What Do Movie Critics Do?
A movie critic sees new movies and then carefully analyzes each one’s many elements, including acting, pacing, narrative, and character chemistry. He/she must create a well-written, candid review that will be published in one or more newspapers after interpreting the movie. While some critics exclusively write for one particular magazine or newspaper, others do it for multiple publications. A critic may also discuss films on a website, television show, or professional journal. A movie critic needs to have the ability to write. The reviewer may frequently have to watch numerous films in a single day while collecting notes and producing an accurate assessment of particular movie parts. It can be mentally taxing for critics to meet the rigorous deadlines they frequently have to meet for multiple publications. The interesting part is that it can occasionally be very challenging or impossible to remain objective while seeing a movie, especially when the film critic must write a review of a film with a writer, director, or actor they don’t particularly like.
How to Become a Movie Critic?
Movie critics research films, offer insightful criticism, and tell us whether a film is a hit or a dud. You must first have a passion for movies to be a professional or hobbyist film critic. The two things that can help you develop as a film critic are watching as many movies as possible and reading other critics’ writing. Always remember that practice is the key. Keep Writing a lot and possibly movie reviews as frequently as you can.

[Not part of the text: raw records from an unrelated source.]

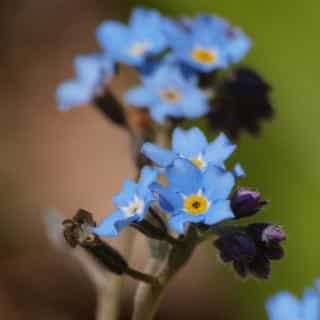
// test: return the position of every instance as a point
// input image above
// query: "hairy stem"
(109, 294)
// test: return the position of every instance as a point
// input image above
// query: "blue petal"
(217, 182)
(189, 143)
(219, 211)
(126, 195)
(284, 306)
(152, 33)
(113, 224)
(179, 221)
(148, 176)
(72, 93)
(168, 199)
(140, 97)
(88, 70)
(160, 112)
(113, 37)
(219, 150)
(184, 176)
(311, 305)
(160, 156)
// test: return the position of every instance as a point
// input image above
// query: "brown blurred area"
(66, 161)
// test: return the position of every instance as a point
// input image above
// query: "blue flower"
(285, 306)
(92, 74)
(167, 92)
(206, 43)
(195, 196)
(134, 43)
(132, 204)
(193, 145)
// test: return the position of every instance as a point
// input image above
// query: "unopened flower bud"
(246, 202)
(273, 233)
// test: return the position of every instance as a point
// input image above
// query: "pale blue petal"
(180, 221)
(219, 150)
(160, 156)
(71, 94)
(140, 97)
(217, 182)
(159, 113)
(218, 212)
(284, 306)
(112, 225)
(126, 195)
(113, 37)
(184, 176)
(188, 143)
(169, 200)
(238, 171)
(148, 175)
(88, 70)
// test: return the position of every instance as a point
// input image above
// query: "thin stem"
(141, 276)
(157, 217)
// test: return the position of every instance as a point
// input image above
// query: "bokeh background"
(77, 159)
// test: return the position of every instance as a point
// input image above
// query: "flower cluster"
(178, 62)
(198, 192)
(285, 306)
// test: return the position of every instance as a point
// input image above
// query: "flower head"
(285, 306)
(242, 101)
(132, 204)
(132, 44)
(92, 74)
(195, 196)
(249, 250)
(192, 145)
(167, 92)
(206, 43)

Cultivate a passion for film criticism
To become a movie critic requires a passion for both writing and movies. Most critics started writing as a hobby and eventually created a career.
Watch a variety of quality films
Watch movies of all genres and all varieties. Never choose a movie to choose. Trying movies from other cultures and languages can help develop insightful knowledge. Includes all types, such as classic films, indie films, foreign films, short films, animated films, comedies, and dramas.
Read the work of other film critics
Reading is another key to becoming an expert. Just like writing, reading also requires practice. Read the work of other critics and learn their style. It helps a critic to develop a style of their own.
Make some films of your own
Making a film with a smartphone is no big deal today. You can also try to make a short movie with the available gadgets. This helps to learn the nuances of filmmaking.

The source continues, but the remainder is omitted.